An old Cherokee is teaching his grandson about life. “A fight is going on inside me,” he said to the boy.
“It is a terrible fight and it is between two wolves.
One is evil – he is anger, envy, sorrow, regret, greed, arrogance, self-pity, guilt, resentment, inferiority, lies, false pride, superiority, and ego.”
He continued, “The other is good – he is joy, peace, love, hope, serenity, humility, kindness, benevolence, empathy, generosity, truth, compassion, and faith.
The same fight is going on inside you – and inside every other person, too.”
The grandson thought about it for a minute and then asked his grandfather, “Which wolf will win?”
The old Cherokee simply replied, “The one you feed.”
It's only bad because you use a negative term like "feed" where I can counter it just like I did before by using the word compassion. And we're playing another game of semantics because there are no inherently good or evil emotions.
Ugh, so let's go through this again: over consuming any emotion is dangerous. The right amount of self compassion and the right about of self respect and the right amount of righteous anger and the right amount of guilt is good an the right about of regret is good.
This is where you say, "But too much guilt is bad and too much ego is bad". And people have committed war crimes over love.
And too much sodium is bad, but that doesn't make sodium evil either.
You keep saying self compassion. I have never heard self pity referenced like that before. Not passing any judgement, just new to me. LOL - it's okay friend, metaphors are supposed to evoke thought and discussion - and here we the participants and audience may find value from this interaction in our irl world in the future.
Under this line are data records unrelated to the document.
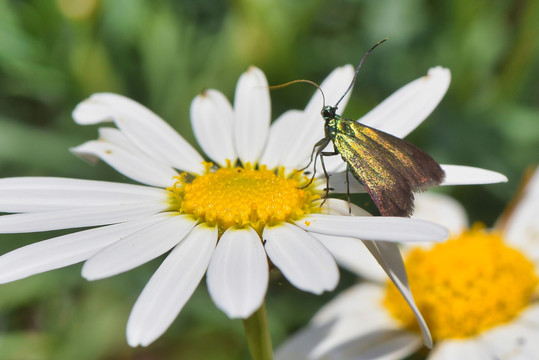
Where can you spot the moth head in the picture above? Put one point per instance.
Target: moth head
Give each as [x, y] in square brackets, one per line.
[328, 112]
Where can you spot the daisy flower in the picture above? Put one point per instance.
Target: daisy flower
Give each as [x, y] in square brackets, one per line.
[233, 219]
[477, 292]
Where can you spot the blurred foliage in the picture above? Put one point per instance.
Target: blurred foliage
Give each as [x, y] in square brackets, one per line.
[162, 53]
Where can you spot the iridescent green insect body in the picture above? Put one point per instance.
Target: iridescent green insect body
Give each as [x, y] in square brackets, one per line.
[389, 168]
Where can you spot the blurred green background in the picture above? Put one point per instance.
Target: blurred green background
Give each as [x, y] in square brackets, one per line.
[55, 53]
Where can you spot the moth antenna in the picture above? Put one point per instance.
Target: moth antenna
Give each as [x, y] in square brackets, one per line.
[273, 87]
[357, 69]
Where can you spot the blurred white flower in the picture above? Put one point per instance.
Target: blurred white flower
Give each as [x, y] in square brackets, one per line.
[477, 292]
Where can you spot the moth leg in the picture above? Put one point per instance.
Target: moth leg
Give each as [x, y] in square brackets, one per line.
[322, 154]
[317, 148]
[348, 190]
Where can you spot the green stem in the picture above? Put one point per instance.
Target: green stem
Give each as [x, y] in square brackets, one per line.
[257, 333]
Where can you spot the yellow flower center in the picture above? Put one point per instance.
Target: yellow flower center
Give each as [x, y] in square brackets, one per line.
[241, 196]
[465, 285]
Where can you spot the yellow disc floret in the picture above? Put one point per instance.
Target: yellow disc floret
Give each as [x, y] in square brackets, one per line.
[237, 196]
[465, 285]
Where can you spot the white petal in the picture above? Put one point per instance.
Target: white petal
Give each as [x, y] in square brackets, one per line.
[131, 164]
[252, 111]
[334, 206]
[460, 349]
[77, 217]
[354, 327]
[139, 247]
[144, 128]
[351, 254]
[171, 286]
[389, 257]
[33, 194]
[383, 344]
[467, 175]
[363, 302]
[530, 315]
[301, 344]
[406, 108]
[283, 134]
[441, 209]
[64, 250]
[514, 340]
[301, 258]
[238, 273]
[212, 119]
[374, 228]
[312, 128]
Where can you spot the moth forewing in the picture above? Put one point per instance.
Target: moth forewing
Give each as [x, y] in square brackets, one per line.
[389, 168]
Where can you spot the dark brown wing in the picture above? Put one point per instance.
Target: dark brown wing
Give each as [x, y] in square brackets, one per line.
[390, 168]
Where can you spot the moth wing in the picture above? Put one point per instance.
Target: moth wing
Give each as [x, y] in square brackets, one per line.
[390, 168]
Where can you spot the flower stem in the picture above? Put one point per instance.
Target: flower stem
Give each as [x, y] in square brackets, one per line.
[257, 333]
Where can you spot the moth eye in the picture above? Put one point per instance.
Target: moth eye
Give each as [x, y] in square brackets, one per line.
[325, 113]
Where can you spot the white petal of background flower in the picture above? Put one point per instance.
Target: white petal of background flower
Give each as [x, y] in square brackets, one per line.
[441, 209]
[301, 345]
[131, 164]
[65, 250]
[363, 302]
[171, 286]
[212, 119]
[514, 340]
[78, 217]
[382, 344]
[374, 228]
[138, 248]
[282, 136]
[531, 315]
[34, 194]
[467, 175]
[351, 254]
[302, 259]
[334, 332]
[252, 111]
[389, 257]
[143, 127]
[522, 227]
[406, 108]
[461, 350]
[238, 273]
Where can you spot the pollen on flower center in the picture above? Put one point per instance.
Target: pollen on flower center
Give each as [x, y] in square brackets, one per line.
[465, 285]
[244, 196]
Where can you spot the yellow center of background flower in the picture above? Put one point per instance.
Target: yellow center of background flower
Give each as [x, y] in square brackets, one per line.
[465, 285]
[244, 196]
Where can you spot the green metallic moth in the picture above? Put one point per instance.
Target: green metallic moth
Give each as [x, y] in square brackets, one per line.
[391, 169]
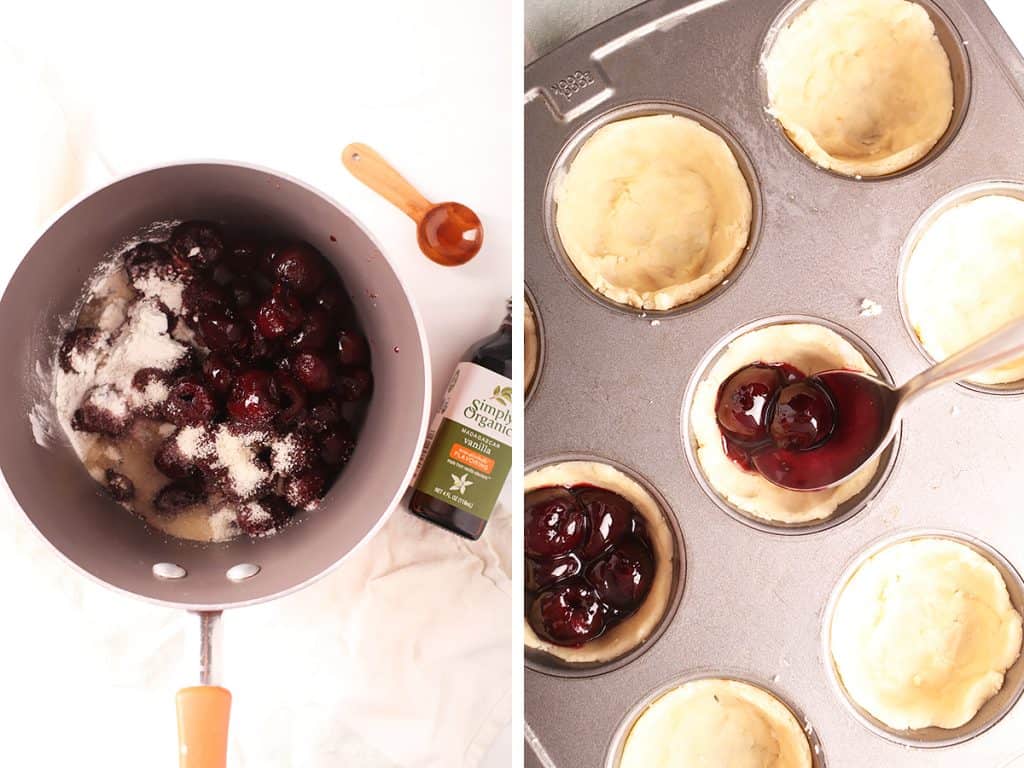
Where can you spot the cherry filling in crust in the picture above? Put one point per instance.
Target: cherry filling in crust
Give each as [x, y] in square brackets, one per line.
[802, 432]
[589, 562]
[274, 358]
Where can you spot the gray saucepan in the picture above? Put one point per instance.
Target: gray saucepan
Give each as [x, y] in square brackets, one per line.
[70, 510]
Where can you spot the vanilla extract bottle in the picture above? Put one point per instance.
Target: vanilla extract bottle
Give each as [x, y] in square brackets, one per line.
[468, 453]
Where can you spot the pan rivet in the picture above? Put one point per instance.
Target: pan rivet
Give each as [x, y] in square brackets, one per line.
[169, 570]
[242, 571]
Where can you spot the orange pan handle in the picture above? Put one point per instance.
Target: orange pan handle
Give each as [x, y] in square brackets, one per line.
[204, 710]
[203, 715]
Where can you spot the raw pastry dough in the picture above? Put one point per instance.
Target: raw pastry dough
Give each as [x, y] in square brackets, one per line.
[721, 723]
[810, 348]
[923, 634]
[965, 280]
[623, 637]
[653, 211]
[862, 87]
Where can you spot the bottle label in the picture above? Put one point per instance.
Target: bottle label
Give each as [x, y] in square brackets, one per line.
[468, 453]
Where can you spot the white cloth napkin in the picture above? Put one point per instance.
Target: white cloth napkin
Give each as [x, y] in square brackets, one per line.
[400, 657]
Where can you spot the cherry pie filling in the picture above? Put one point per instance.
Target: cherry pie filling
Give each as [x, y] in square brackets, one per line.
[799, 431]
[590, 563]
[262, 409]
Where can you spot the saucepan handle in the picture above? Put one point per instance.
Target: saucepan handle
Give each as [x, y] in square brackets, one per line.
[204, 710]
[203, 715]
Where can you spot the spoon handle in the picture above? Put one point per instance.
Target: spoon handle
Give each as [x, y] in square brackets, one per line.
[998, 346]
[374, 171]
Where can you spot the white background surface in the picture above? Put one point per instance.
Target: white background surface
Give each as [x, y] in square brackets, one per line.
[409, 654]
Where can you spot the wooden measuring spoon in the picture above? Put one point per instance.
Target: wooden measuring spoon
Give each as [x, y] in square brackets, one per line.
[448, 232]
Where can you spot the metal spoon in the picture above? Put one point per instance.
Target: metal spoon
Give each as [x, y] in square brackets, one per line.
[449, 233]
[888, 402]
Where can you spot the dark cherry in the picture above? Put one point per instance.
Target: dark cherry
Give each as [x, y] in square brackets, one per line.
[292, 397]
[218, 371]
[280, 314]
[553, 521]
[323, 416]
[304, 489]
[179, 495]
[352, 349]
[172, 462]
[254, 398]
[196, 245]
[223, 274]
[263, 515]
[568, 613]
[78, 340]
[743, 402]
[803, 418]
[301, 267]
[91, 417]
[543, 573]
[221, 331]
[609, 517]
[354, 384]
[607, 554]
[119, 486]
[145, 259]
[623, 577]
[201, 295]
[314, 334]
[311, 371]
[188, 402]
[337, 445]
The goal is to not get worked up reasserting your point as you'll likely "feed" the vapors parts of the metaphorical wolf.
Yes I do keep saying compassion because it's another word for pity, which illustrates a point that we are playing with semantics. Self pity = self compassion and it's not a bad thing if managed with emotional maturity. It's not evil and it's not good, it's just human.
I agree that I shouldn't need to have made the same argument 50 fucking times.
Ugh. I'm guessing this will be the next rebuttal.
LMAO s'all good friend. Full admission on my part and likely due to the last 100 years of western civ; pity doesn't resonate as positively with me as the word compassion. Again, semantics. Maybe instead of using the word "Evil", we should use the word "Sin" for this metaphor. ie to Self Pity can be a SIN; where as the act itself is not necessarily evil though. That said, I'm not sure the Cherokees had "Sin", so "Evil" in this context may already represent such.